Hi Linda ,
Now that we understand how the SEARCH function works , the question is why do we concatenate the string of digits to the value in the input cell i.e. why do we use the construct :
A1&"0123456789"
Since the SEARCH function returns an error value if it does not find the search value ( which are the digits in our case ) , we will have to take care of the error values at the beginning stage , since if we allow them to remain as error values , they will affect the outputs of the other functions that we are going to use , such as the MIN and MID functions.
For example , suppose A1 contains the number 121 , and we use the formula :
=SEARCH({0,1,2,3,4,5,6,7,8,9},A1&"0123456789")
The output that we will see will be :
{4,1,2,7,8,9,10,11,12,13}
The output if our formula were :
=SEARCH({0,1,2,3,4,5,6,7,8,9},A1)
would be :
{#VALUE!,1,2,#VALUE!,#VALUE!,#VALUE!,#VALUE!,#VALUE!,#VALUE!,#VALUE!}
The error values are because the digits 0 , 3 , 4 , 5 , 6 , 7 , 8 and 9 do not figure in the number.
We cannot now use the MIN function on this output directly , since the MIN function does not ignore error values.
Thus , the concatenation is a technique that should be used when ever you use the SEARCH function in conjunction with the MIN function.
Why do we use the MIN function ?
Because the concatenation is after the input data , if any digit occurs in the input data , the SEARCH function will return its position ; this result value will be smaller than the result value for a digit which does not occur in the input data , since those digits will always occur later ; in our above example , the digits 1 and 2 occur in the first and second position ; the earliest any other digit can occur is in position 4 since our input number is 3 digits in length.
Can we use the concatenation before the input data in conjunction with the MAX function ?
If we try the same example , with the number 121 in cell A1 , and the formula being :
=SEARCH({0,1,2,3,4,5,6,7,8,9},"0123456789" & A1)
the result is :
{1,2,3,4,5,6,7,8,9,10}
which is useless !
To summarise , we need to use the concatenation after the input data , and use the MIN function ,
which will give us the position of the first digit in the input data , what ever that digit may be.

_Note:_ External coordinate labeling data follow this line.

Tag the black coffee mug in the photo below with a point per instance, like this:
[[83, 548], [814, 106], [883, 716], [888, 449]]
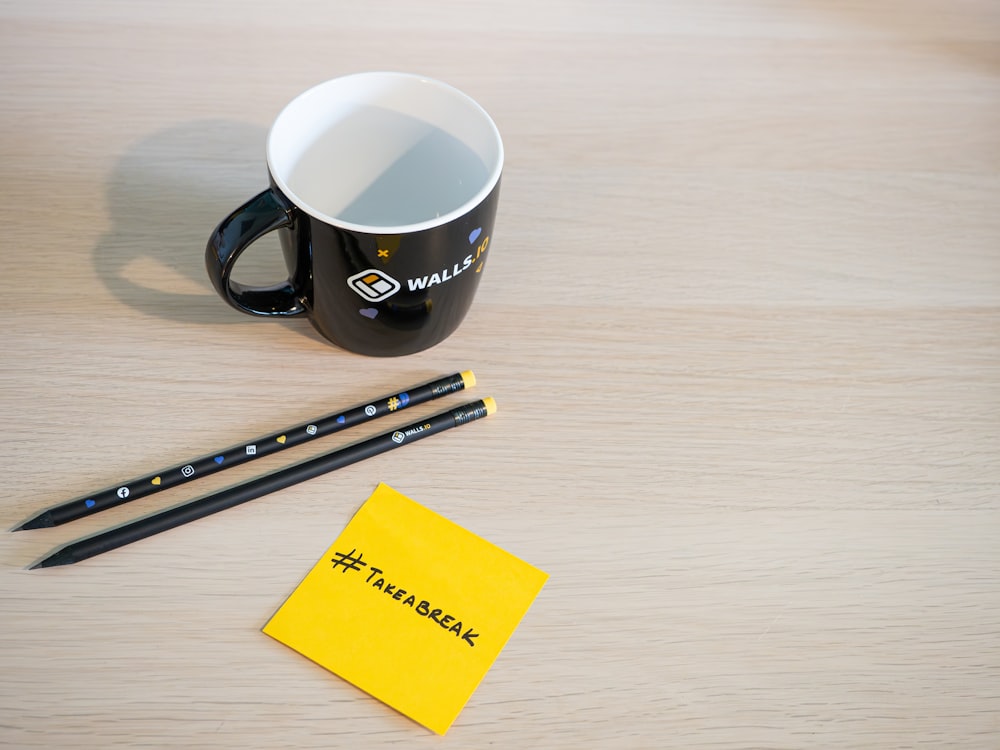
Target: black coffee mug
[[383, 190]]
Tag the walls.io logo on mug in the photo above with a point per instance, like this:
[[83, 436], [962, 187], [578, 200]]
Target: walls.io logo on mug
[[374, 285]]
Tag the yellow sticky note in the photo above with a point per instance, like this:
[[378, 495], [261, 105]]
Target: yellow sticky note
[[409, 607]]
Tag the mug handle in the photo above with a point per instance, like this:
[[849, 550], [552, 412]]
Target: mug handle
[[263, 213]]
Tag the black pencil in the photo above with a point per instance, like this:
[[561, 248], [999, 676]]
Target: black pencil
[[213, 462], [192, 511]]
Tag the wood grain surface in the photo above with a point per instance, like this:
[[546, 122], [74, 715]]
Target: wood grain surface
[[741, 318]]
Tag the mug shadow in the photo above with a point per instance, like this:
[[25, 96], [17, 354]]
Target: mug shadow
[[165, 196]]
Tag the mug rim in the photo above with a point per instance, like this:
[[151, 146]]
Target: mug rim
[[467, 206]]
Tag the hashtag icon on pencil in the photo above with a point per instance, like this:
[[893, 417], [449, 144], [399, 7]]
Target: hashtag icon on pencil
[[348, 560]]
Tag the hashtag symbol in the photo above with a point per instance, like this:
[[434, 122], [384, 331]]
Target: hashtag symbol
[[348, 560]]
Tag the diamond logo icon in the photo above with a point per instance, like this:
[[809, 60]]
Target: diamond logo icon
[[374, 285]]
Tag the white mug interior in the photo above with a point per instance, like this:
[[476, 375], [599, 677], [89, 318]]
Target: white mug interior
[[384, 153]]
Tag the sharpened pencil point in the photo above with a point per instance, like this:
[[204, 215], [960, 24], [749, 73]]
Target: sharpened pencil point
[[41, 521], [60, 557]]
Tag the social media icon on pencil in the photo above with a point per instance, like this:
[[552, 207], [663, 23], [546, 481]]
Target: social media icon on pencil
[[373, 285]]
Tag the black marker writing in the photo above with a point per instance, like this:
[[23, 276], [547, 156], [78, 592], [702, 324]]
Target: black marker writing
[[422, 607]]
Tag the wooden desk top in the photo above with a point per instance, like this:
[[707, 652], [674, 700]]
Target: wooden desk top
[[742, 320]]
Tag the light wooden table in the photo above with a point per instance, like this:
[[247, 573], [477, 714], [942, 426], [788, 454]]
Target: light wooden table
[[742, 319]]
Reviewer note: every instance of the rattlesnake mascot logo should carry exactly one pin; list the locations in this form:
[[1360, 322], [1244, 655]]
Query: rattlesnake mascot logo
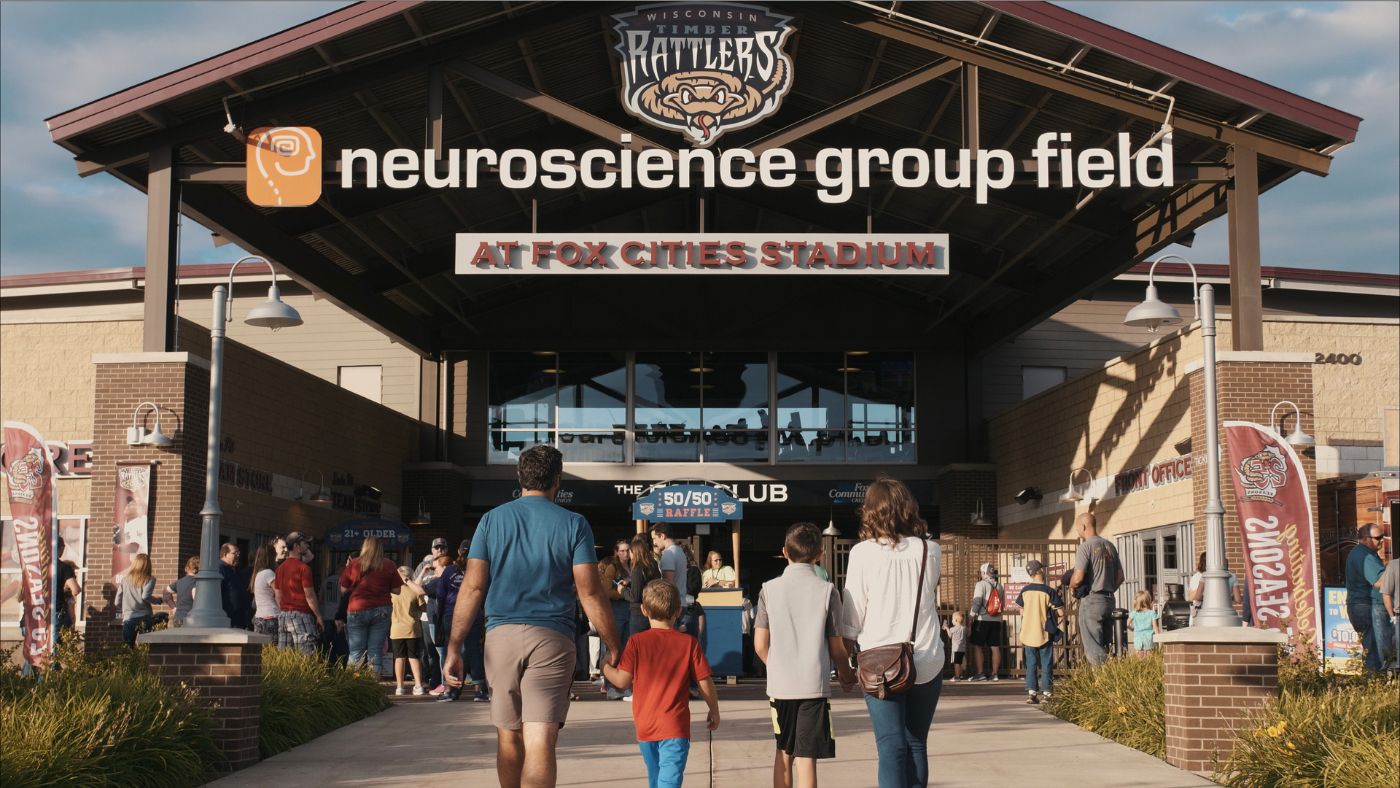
[[1263, 473], [703, 69]]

Once we know where the first digit is , the next step is to extract all the digits thereafter , so that we end up with the number.
Let's use the input string as
Office365.
Using the following formula :
=MIN(SEARCH({0,1,2,3,4,5,6,7,8,9},A1&"0123456789"))
will return 7 , since this is the position where the first digit , 3 in this case , occurs.
We need to use this to return the number 365.
Would it be possible to look at sub-strings of the input string , which are progressively longer , starting with position 7 , so that we would have the strings 3 , 36 and 365 ?
If we could do this , we could look at the sub-string which gives us the maximum value , since the longest string of digits would be the largest number available.
This is what the combination of the LOOKUP function and the MID function do.
The MID function allows us to extract sub-strings from a parent string , specifying the position from where to start , and the length of the sub-string to be extracted.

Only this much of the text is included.